# Rabbits like to chew on brick and mortar?



## sharper (Apr 8, 2009)

Bailey has discovered her love for my brick fireplace. I can hear her chewing on the mortar sticking out from between the bricks. She has gotten obsessed with it. A squirt of water distracts her for a split second, but she immediately goes back to what she's doing. She's not doing any damage. I don't even see any slight marks where she chewed. But is it okay for her to be doing this? Is this normal?

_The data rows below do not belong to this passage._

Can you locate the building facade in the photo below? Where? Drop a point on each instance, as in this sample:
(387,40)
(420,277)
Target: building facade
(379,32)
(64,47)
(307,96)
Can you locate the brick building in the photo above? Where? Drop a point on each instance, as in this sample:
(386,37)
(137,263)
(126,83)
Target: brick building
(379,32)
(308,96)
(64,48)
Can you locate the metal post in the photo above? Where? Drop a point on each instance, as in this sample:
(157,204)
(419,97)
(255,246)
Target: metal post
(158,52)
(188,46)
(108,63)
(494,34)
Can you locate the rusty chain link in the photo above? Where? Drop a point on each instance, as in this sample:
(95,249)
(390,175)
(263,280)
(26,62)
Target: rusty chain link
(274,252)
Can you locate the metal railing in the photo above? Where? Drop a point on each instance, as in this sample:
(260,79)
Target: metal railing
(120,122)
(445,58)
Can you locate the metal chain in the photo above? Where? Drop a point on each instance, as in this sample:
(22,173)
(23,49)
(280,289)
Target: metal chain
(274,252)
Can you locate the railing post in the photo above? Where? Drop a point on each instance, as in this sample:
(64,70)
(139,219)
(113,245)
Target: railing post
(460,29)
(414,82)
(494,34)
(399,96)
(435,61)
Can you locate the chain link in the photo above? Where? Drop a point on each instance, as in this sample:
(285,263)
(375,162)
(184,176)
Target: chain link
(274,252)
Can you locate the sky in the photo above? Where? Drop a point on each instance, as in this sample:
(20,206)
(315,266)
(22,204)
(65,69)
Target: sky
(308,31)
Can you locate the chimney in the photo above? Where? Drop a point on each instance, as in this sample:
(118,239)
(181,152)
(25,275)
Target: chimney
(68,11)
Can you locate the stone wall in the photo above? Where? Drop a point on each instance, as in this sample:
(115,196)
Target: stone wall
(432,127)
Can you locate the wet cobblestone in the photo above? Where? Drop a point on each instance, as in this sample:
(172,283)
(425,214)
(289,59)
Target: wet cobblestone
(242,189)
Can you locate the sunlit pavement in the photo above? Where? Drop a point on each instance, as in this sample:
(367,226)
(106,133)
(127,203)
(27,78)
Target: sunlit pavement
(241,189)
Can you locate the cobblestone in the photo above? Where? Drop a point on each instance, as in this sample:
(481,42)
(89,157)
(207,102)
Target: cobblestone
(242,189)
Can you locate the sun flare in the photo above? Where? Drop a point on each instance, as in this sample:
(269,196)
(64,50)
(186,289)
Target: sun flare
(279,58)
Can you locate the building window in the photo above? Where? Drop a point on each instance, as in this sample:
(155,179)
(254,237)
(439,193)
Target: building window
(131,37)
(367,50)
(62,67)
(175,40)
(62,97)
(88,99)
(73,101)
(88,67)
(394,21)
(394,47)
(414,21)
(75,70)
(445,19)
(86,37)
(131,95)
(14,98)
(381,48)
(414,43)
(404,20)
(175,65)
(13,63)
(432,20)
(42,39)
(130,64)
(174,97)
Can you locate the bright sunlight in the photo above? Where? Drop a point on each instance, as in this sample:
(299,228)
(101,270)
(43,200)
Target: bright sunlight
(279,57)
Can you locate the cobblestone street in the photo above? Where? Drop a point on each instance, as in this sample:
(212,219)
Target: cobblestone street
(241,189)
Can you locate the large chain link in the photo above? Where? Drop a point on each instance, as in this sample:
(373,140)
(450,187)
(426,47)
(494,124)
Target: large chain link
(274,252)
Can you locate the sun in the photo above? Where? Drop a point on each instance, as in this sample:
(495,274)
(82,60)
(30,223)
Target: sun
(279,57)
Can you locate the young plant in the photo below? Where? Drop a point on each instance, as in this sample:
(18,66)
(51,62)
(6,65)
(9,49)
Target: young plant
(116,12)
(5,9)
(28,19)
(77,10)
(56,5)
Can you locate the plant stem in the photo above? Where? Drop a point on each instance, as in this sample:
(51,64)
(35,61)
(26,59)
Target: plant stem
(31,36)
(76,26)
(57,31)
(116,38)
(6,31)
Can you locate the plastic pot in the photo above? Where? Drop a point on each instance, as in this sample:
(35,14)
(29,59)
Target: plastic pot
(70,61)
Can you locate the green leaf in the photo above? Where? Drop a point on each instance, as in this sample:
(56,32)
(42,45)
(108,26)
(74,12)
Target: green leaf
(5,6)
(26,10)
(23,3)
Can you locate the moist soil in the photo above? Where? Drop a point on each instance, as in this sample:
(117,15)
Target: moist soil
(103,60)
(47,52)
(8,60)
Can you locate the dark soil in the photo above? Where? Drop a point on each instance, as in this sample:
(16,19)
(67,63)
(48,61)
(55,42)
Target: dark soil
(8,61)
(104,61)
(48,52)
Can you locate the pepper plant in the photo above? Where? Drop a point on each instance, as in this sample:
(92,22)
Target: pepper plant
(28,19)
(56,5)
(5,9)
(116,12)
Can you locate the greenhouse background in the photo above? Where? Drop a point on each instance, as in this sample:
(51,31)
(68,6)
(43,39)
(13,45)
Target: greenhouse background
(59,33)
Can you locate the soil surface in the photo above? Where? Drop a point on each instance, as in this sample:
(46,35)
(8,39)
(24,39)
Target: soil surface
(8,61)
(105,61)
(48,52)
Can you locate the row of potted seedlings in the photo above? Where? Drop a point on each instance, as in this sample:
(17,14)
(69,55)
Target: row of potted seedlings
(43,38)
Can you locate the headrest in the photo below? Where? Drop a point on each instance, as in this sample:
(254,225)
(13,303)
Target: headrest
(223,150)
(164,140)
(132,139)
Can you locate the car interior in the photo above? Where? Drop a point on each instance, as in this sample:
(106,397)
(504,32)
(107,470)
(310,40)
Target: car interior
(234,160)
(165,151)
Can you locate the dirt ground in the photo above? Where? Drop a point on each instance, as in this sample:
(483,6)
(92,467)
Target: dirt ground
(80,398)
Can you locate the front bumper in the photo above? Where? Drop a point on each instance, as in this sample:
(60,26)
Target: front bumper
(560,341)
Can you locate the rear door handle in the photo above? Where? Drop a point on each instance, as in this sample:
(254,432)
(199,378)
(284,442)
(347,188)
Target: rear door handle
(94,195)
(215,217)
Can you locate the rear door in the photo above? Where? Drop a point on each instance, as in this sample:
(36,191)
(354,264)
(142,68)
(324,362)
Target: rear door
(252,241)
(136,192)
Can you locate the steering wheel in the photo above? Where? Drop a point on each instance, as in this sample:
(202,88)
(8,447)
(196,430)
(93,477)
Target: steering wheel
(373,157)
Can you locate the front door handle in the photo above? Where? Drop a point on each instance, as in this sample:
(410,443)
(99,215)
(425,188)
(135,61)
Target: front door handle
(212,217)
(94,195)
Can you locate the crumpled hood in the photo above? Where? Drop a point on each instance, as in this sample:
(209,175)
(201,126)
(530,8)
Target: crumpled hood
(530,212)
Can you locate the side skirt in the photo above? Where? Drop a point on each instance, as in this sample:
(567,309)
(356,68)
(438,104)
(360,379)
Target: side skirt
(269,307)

Is there something else I should get her that is similar to the feel, like a pumice stone or something? lol I'm just baffled by this behavior. At least it has gotten her away from my wood baseboards. lol So weird.


----------



## Maureen Las (Apr 8, 2009)

Maybe someone else knows for sure but I don't think that it will hurt her as long as she's not eating it.
I wish I had a fireplace for mine to chew on; probably keeps the teeth in great shape 

(now someone else will probably tell you it is dangerous; LOL)


----------



## anneq (Apr 8, 2009)

My rabbits have enjoyed the lava rocks they sell in pet supply stores ..some don't even sniff it, but others take to it with gusto - I guess if they're chewing on lava, the mortar wouldn't hurt - I'd be concerned though what kind of chemical make-up is in the mortar - time to google or ask a stone-mason, lol.


----------



## hartleybun (Apr 8, 2009)

tell Bailey that my 7mth old rex buck Hartleybun is also partial to a nibble of brick:rollseyes

we have a brick wall on one side of the garden and on serveral occasions i've seen him nibbling it. cant see anything on the wall that would appeal to a rabbit! he stands on his hind legs, front paws on the wall with his face pressed up against it.

he has also been seen nibbling on the wheelbarrow. this is obviously not as tasty as the brick because he's stopped doing this.

he's had recent check up and his teeth are fine.he has an appletree to nibble as well as hay and toys.


----------



## sephira (Apr 8, 2009)

I'm glad I'm not the only one who's buns do that!! Mika and Sasha love the fireplace mortar when they get to run around in the living room. When I first saw them doing it I freaked out because I figured it wasn't good for their teeth! I just usually keep a close eye on them when they're in that room so they don't get too carried away.

The sound of it is maddening, though, don't you think?? :nerves1


----------



## sharper (Apr 8, 2009)

Oh good. I was thinking this must be one weird rabbit. Good to know there are others out there.

Yes, the scrapping sound of the teeth against it is awful sounding. It sounds like she's actually crunching it off in pieces, but whenever I look, there aren't any marks.

Oh lava rocks! I didn't think of that!


----------



## tonyshuman (Apr 8, 2009)

Wow that is a bit bizzare. Tony will eat anything but we don't have any mortar around. Just keep an eye on their teeth. You can also buy products meant to keep dogs from chewing on stuff, or put a bit of diluted tabasco on there.


----------



## hartleybun (Apr 8, 2009)

:yeahthat:3 year old roxy doesnt do it. id put it down to hartleybuns' age and the fact that he had lived exclusively in a hutch until i got him. a bit like babies putting everything in their mouths.

am keeping an eye on the teeth tho' 

rexes:rollseyes


----------